The term “at least one” in the present disclosure may also be described as one or more, and the more may be two, three, four, or more, which is not limited in the present disclosure. In the embodiment of the present disclosure, for a technical feature, the technical feature in the technical features are distinguished by terms “first”, “second”, “third”, “A”, “B”, “C” and “D”, etc., and the technical features described by the terms “first”, “second”, “third”, “A”, “B”, “C” and “D”, etc. are not in a sequential order or in an order of size.

Corresponding relationships indicated by tables in the present disclosure may be configured or pre-defined. Values of information in the tables are only examples, and may be configured as other values, which are not limited in the present embodiment. When the corresponding relationship between information and parameters is configured, it is not always necessary to configure all corresponding relationships indicated in tables. For example, in the tables of the present disclosure, corresponding relationships indicated by some rows may not be configured. For another example, appropriate transformations and adjustments, such as splitting and merging, may be made based on the above tables. Names of parameters shown in headers of the tables may be other names understandable by the communication apparatus, and values or representations of the parameters may be other values or representations understandable by the communication apparatus. When the above tables are implemented, other data structures may be used, for example, arrays, queues, containers, stacks, linear lists, pointers, linked lists, trees, graphs, structures, classes, heaps or hash tables may be used.

Pre-defined in the present embodiment may be understood as defined, pre-defined, stored, pre-stored, pre-negotiated, pre-configured, solidified or pre-fired.

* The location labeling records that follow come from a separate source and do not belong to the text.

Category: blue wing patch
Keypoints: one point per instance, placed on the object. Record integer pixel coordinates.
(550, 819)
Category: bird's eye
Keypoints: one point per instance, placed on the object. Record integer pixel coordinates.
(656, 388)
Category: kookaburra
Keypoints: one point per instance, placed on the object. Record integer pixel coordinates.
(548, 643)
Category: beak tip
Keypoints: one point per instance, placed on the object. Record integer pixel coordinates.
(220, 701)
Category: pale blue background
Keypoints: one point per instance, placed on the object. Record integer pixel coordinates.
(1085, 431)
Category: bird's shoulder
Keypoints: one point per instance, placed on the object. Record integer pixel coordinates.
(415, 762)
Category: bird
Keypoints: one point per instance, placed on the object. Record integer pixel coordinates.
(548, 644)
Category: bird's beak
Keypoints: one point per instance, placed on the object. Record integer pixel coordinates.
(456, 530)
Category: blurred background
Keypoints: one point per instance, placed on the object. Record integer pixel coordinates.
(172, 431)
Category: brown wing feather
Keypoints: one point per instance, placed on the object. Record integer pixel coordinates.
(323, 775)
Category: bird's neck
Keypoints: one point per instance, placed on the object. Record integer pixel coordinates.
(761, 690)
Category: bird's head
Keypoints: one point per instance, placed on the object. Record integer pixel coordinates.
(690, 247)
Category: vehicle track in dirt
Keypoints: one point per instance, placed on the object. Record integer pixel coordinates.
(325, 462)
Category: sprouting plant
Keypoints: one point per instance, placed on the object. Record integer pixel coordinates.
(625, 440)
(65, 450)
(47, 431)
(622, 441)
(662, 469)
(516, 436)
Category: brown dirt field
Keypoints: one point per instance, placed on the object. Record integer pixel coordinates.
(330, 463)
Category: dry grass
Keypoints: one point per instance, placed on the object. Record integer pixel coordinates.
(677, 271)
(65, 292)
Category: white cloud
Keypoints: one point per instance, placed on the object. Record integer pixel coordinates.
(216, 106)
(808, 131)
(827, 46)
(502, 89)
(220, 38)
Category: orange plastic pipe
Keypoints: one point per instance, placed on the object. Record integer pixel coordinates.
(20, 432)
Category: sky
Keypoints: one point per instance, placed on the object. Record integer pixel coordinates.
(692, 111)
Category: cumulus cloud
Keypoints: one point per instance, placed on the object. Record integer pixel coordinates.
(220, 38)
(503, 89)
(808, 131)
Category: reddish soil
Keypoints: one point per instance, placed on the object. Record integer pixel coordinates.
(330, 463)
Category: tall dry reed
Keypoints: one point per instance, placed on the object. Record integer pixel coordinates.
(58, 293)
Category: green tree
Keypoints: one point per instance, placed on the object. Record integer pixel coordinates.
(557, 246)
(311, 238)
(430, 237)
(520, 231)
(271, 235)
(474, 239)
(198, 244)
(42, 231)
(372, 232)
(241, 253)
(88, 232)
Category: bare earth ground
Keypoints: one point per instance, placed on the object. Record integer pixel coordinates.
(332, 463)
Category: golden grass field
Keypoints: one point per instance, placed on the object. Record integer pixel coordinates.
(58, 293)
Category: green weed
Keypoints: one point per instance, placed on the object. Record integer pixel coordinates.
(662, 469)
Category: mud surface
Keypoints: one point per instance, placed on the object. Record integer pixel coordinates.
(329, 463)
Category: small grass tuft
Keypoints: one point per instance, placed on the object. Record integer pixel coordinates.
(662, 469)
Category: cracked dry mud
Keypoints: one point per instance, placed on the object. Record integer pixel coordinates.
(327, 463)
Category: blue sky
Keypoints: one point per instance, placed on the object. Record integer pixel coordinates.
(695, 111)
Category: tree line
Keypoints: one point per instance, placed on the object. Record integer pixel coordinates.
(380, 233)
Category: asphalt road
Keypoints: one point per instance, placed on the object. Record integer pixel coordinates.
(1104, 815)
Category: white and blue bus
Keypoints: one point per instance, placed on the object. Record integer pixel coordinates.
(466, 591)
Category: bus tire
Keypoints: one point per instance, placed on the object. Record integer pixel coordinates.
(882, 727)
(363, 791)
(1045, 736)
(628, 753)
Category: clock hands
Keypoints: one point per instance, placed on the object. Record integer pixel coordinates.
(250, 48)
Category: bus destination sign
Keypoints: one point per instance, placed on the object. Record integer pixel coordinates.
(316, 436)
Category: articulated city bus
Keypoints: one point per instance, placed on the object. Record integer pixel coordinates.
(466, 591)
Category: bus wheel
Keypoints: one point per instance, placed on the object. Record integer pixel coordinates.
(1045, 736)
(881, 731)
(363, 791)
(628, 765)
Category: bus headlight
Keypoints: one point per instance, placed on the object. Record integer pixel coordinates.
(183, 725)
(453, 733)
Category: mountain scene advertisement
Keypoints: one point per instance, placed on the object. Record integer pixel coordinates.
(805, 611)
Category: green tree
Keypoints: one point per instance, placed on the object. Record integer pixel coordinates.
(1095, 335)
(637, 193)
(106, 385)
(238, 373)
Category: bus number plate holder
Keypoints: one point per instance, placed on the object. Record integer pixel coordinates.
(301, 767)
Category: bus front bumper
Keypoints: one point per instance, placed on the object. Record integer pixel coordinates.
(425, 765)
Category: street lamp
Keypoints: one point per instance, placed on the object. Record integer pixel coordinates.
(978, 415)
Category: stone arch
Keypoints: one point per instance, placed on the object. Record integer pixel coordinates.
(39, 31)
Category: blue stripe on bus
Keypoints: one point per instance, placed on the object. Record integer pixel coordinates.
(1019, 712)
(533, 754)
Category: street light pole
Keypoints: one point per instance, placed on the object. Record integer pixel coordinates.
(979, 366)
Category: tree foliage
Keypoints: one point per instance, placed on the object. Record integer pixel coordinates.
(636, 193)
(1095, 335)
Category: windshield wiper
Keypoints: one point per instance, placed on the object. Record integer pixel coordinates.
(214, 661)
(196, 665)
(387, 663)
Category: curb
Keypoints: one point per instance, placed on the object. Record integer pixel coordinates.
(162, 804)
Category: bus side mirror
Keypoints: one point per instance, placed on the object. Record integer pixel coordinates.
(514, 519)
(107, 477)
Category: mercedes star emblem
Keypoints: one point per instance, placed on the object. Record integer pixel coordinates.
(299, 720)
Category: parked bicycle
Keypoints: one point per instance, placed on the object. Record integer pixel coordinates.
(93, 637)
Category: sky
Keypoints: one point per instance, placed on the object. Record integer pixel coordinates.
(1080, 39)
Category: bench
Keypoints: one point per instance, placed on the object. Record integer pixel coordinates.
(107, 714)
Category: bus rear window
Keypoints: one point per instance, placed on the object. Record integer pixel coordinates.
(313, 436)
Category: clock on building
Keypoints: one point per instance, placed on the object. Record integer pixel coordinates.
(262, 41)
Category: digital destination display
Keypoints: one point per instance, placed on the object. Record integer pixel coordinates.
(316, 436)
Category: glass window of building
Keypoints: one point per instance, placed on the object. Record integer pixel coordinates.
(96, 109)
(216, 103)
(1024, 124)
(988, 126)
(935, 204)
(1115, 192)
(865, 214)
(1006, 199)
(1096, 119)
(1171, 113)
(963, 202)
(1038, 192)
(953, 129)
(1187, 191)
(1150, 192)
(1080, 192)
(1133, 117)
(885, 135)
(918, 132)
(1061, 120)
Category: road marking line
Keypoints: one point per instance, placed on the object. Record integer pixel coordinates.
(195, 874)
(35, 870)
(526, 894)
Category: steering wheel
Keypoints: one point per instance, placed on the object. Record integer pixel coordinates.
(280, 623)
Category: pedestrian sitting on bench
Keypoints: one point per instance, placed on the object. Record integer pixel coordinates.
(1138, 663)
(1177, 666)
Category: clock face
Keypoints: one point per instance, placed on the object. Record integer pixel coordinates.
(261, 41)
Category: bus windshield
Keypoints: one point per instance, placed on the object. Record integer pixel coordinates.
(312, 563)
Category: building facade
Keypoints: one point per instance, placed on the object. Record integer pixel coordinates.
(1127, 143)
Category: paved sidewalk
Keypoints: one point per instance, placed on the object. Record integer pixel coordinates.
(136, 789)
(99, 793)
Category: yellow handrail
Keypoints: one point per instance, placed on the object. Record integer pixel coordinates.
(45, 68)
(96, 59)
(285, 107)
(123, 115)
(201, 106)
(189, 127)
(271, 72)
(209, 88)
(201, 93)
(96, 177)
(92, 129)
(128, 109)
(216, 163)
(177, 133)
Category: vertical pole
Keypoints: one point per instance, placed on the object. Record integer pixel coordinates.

Those skilled in the related art may realize that, in combination with units and algorithm steps of the examples described in embodiments of the present disclosure, may be implemented by an electronic hardware or a combination of an electronic hardware and a computer software. Whether the functions are executed by the hardware or the software depends on a specific application and a design constraint of the technical solutions. Those skilled in the art may adopt different methods for each specific application to implement the described functions, but such implementation should not be considered as going beyond the scope of the present disclosure.

Those skilled in the art may clearly understand that, a specific working process of a system, an apparatus and a unit described above may refer to a corresponding process in the above method embodiments, which will not be repeated here.

The above are only implementations of the present embodiment. However, the protection scope of the present embodiment is not limited here. Changes and substitutions that may be easily considered by those skilled in the art shall be contained within the protection scope of the present disclosure. Therefore, the protection scope of the present embodiment shall be subject to the protection scope of claims.